THAT is what good ORE looks like!. 8)


----------



## mlgdave (Feb 18, 2011)

Im buying some quartz gold specimens today, they wont get refined though, I will etch these and prepare them as specimens, the gold is coarse and crystallized/crystalline.............











there is a total of 15 ounces of gold in the specimens im buying, they are from Northern California
mlgdave


----------



## HAuCl4 (Feb 18, 2011)

Those must be twenty times or more richer than mine!. They look good!. 8)


----------



## dtectr (Feb 18, 2011)

mlgdave said:


> Im buying some quartz gold specimens today, they wont get refined though, I will etch these and prepare them as specimens, the gold is coarse and crystallized/crystalline.............
> 
> there is a total of 15 ounces of gold in the specimens im buying, they are from Northern California
> mlgdave



the one on the left (2nd picture) looks like it is from a vug or other open-type ore body? Is it pegmatic?


----------



## Drewbie (Feb 18, 2011)

Those are beautiful specimens, Dave.


----------



## mlgdave (Feb 18, 2011)

dtectr said:


> the one on the left (2nd picture) looks like it is from a vug or other open-type ore body? Is it pegmatic?

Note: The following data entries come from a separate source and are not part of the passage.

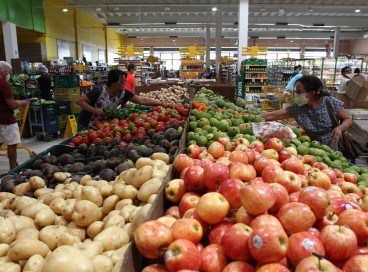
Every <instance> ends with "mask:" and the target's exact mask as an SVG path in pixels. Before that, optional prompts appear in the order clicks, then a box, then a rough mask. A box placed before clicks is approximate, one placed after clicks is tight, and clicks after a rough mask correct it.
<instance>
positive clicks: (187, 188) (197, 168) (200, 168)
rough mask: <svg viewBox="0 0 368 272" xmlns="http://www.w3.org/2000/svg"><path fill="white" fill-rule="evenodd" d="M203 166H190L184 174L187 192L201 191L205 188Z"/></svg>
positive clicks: (195, 165) (184, 183)
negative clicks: (203, 183) (203, 182)
mask: <svg viewBox="0 0 368 272" xmlns="http://www.w3.org/2000/svg"><path fill="white" fill-rule="evenodd" d="M203 172H204V170H203V168H202V167H201V166H198V165H194V166H191V167H189V169H188V170H187V171H186V172H185V175H184V184H185V191H186V192H200V191H201V190H202V189H203V188H204V184H203Z"/></svg>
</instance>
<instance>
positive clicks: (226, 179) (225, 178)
mask: <svg viewBox="0 0 368 272" xmlns="http://www.w3.org/2000/svg"><path fill="white" fill-rule="evenodd" d="M229 177H230V174H229V168H228V166H227V165H225V164H222V163H213V164H210V165H207V166H206V167H205V168H204V172H203V181H204V185H205V186H206V188H208V189H209V190H211V191H215V190H217V189H218V188H219V187H220V185H221V183H222V182H223V181H225V180H227V179H228V178H229Z"/></svg>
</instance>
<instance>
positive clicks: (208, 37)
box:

Its a crystalline/crystallized gold and quartz specimen, I will actually have them in hand tonight to better determine the actual structure. I think its looking like at least 1 specimen is really nice leaf gold, if so, yeeehaw!

I will keep you posted

mlgdave


----------



## djui5 (Feb 20, 2011)

Nice rocks! What do you use to etch the rocks Dave? Here are some I'm refining:


----------



## HAuCl4 (Feb 20, 2011)

Nice rocks djui!. 8)


----------



## Richard36 (Feb 21, 2011)

HAuCl4 said:


> Nice rocks djui!. 8)



Yup. 
Extremely nice ore.
I find the agate and the ironstone sample the most interesting.

Sincerely, Rick. "The Rock Man".


----------